Battle of red, battle of white
By Wade Kwon
I hate our national pastime.
No, not celebrity gossip. Baseball.
But I enjoy a good yarn. And some decent drama.
Last year, I even managed to watch the Red Sox streak through the playoffs and World Series to make history. (It helped that I was surrounded by jaded journalists who love underdogs.)
So kudos to columnist Jayson Stark at ESPN for his game wrapup, "South Side redemption." It’s a compelling read, well written and well reported. It even plays up the Chicago White Sox’s triumph in near-obscurity.
He even mentioned Birmingham’s key contribution to the game, via les Barons.
Relievers Cliff Politte and Neal Cotts got the first three outs, squirming out of a two-on, one-out jam in the eighth. So then, in the ninth, it was Bobby Jenks’ turn.
Jenks is another guy who seemed to sum up this team’s year. Claimed on waivers over the winter. Pitching in Birmingham in April. Then standing on the mound with a World Series to finish in October. Perfect.
He’d thrown 41 exhausting pitches in Game 3, less than 24 hours earlier. But there was “no way in hell I wasn’t coming in” to pitch this game, he said.
Of course, he had to make it as terrifying as possible, though. Of course, as his teammates crowded around the top step of the dugout, he had to give up a bloop leadoff single to Jason Lane — followed by a Brad Ausmus bunt that moved the tying run to second base.
“What an inning,” Blum would say later. “It was scary. It was quixotic. What’s that mean, anyway — quixotic?”
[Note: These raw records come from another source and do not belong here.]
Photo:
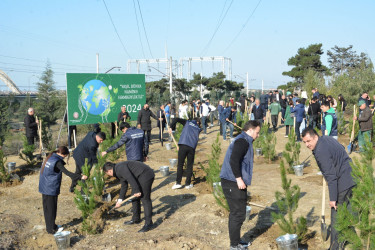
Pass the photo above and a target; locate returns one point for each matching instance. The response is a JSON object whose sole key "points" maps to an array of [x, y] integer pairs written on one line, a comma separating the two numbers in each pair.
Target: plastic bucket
{"points": [[287, 242], [216, 186], [164, 170], [173, 162], [248, 212], [62, 239], [298, 170], [11, 166], [258, 152]]}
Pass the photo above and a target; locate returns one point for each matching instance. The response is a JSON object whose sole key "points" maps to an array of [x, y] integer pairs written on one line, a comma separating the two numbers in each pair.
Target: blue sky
{"points": [[69, 33]]}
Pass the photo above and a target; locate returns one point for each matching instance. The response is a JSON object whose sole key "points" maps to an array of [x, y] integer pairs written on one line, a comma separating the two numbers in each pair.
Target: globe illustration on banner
{"points": [[95, 97]]}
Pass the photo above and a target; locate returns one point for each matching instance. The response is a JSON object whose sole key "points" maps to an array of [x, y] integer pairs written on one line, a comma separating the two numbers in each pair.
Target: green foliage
{"points": [[4, 119], [48, 105], [356, 223], [213, 173], [109, 141], [87, 199], [27, 153], [4, 175], [292, 151], [306, 58], [287, 202]]}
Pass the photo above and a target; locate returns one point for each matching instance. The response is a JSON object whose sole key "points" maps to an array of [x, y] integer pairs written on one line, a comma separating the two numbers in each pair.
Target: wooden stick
{"points": [[74, 138], [257, 205], [122, 202]]}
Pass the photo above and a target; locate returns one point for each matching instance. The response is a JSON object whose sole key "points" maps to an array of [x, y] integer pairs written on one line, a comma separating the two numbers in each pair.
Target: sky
{"points": [[259, 36]]}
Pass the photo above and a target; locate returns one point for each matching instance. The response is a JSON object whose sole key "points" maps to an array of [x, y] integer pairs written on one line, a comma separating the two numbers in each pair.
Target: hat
{"points": [[361, 102]]}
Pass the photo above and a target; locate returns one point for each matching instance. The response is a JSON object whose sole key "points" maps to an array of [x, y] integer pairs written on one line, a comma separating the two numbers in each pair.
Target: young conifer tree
{"points": [[356, 222], [287, 202], [292, 151]]}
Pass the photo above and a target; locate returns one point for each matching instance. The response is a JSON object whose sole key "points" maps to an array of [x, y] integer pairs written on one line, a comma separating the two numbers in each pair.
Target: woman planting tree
{"points": [[50, 182]]}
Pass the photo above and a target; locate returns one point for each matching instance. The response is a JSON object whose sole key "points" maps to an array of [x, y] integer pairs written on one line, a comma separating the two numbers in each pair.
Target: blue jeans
{"points": [[203, 121]]}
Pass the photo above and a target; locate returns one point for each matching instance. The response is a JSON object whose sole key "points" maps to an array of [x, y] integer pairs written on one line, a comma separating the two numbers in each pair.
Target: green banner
{"points": [[94, 98]]}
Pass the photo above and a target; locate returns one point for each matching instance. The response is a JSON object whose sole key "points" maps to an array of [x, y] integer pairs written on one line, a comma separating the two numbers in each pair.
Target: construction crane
{"points": [[6, 79]]}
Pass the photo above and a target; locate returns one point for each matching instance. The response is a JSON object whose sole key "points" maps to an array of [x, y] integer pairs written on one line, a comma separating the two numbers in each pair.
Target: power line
{"points": [[217, 28], [243, 27], [34, 60], [113, 24], [140, 12], [139, 32]]}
Hey, you’ve got us. But it sounded good. Whatever, it was Jenks-otic. And that was the last thing anybody in Chicago needed, after all the Bartman-esque things that have gone on there for the last 88 years.
Check out the full column. As I mentioned to a colleague in Orlando, it’s not about just the mechanics of the sport, but your passion for your subject matter.
I may hate baseball, but today, I hate it a little less.